[Po4a-devel] XML <? blabla ?> constructs

Jordi Vilalta jvprat@wanadoo.es
Fri, 16 Jul 2004 10:21:46 +0200 (CEST)


Hi,

On Fri, 16 Jul 2004, Martin Quinson wrote:
> ...
>
> The point is that the current design of the Sgml module makes it very 
> difficult to simply ignore some parts of the document because I use an 
> external parser. I can change them into text before launching the parser, and 
> then turn they back to their values. That's the trick I use to protect the 
> entities, for example. &version; is rewritten to PO4A-ampversion; before 
> launching nsgml, and then back while generating the document/po files. But if 
> I do so, I'm afraid that nsgml begins whining about CDATA being placed where 
> it shouldn't.
> 
> I am near the point where I decide that nsgml creates more problem than it 
> solves. Making a ?ML parser in perl from the scratch shouldn't be that 
> difficult after all.

My current implementation of the XML parser is quite generic and 
customizable (I think). Maybe it could replace the current sgml one (when 
it gets mature).

> 
> The only reasons why I don't go further and reimplement my own parser is the 
> complexity of the code. As I said recently, I don't even remember the 
> differences between translate and indent (I guess that's a good argument to 
> reingeenering the code ;).

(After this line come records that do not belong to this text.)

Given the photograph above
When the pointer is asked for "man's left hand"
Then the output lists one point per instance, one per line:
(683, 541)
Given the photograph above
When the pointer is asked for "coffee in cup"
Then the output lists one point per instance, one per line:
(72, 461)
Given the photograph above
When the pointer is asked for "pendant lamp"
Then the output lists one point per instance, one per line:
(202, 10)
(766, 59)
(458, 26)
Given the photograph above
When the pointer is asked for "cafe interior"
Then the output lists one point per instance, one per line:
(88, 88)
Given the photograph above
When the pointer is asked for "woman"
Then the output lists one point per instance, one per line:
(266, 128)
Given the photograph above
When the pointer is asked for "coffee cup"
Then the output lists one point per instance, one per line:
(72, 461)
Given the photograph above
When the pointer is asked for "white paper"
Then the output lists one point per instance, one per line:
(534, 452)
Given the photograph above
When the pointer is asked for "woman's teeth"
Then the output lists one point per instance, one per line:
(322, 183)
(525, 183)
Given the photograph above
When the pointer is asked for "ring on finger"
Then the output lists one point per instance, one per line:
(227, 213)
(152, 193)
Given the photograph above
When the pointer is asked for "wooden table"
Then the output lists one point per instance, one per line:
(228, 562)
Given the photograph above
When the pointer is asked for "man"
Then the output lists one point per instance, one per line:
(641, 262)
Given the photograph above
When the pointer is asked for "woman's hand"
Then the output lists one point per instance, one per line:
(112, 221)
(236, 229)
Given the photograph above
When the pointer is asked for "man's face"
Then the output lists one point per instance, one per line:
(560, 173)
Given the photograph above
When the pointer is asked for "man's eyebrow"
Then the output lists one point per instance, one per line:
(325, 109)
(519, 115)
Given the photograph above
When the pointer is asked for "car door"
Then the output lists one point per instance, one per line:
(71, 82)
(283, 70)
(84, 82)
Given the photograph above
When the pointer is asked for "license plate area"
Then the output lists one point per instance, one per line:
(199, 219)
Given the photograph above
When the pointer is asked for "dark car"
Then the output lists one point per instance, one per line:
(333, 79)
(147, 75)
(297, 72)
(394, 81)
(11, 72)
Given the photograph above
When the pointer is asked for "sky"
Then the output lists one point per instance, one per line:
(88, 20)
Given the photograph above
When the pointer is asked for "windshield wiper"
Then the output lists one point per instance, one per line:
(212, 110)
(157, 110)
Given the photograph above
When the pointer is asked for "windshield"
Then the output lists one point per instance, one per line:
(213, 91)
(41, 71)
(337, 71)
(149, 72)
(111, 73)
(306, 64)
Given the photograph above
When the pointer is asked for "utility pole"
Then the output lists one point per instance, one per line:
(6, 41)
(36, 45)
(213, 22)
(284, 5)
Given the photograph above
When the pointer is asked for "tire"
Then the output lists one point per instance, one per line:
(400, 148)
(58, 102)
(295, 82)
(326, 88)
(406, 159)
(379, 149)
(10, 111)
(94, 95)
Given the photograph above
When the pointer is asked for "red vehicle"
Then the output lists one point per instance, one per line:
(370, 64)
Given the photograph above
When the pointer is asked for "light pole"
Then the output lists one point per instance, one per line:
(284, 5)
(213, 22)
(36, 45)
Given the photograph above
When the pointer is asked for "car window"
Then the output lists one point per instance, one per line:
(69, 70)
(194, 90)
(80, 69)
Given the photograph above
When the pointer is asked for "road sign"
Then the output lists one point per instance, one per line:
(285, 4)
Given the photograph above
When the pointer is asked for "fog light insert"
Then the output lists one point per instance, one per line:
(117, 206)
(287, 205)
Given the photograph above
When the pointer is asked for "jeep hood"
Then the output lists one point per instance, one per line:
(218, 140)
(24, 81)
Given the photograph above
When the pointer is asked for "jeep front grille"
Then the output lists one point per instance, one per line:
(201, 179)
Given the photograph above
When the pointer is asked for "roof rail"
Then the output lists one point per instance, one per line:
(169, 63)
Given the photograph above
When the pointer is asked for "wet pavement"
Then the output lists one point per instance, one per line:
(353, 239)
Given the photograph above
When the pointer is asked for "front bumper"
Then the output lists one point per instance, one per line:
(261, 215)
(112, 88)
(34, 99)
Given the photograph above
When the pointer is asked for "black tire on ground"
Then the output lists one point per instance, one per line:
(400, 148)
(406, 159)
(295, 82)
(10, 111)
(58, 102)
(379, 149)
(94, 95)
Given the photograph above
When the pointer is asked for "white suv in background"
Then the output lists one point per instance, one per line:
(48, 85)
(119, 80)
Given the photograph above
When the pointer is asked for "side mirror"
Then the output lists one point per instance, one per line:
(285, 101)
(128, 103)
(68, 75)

And there is some weird parts to support sgml 
> specificities such as conditional compilation (ok, that would be also easier 
> without nsgml). There is the file inclusion mecanism, also (but it should be 
> generalized, and put in the core of po4a so that other module can use it).

I think that this issue about the file inclusion, and the file encodings 
are two of the main lacks of the po4a core. The rest are only format 
modules, and these can always be extended.

> 
> Ok, the real reason is my chronical lack of time, and the fear of introducing 
> new bugs which I would have to fix ASAP since some people begin to use po4a...

It's open source, there are lots of hands out there, that can help ;)

> 
> I'm gonna try masking the <?bla?> as well as CDATA to nsgml, to see if it does 
> the trick.

Regards,

Jordi Vilalta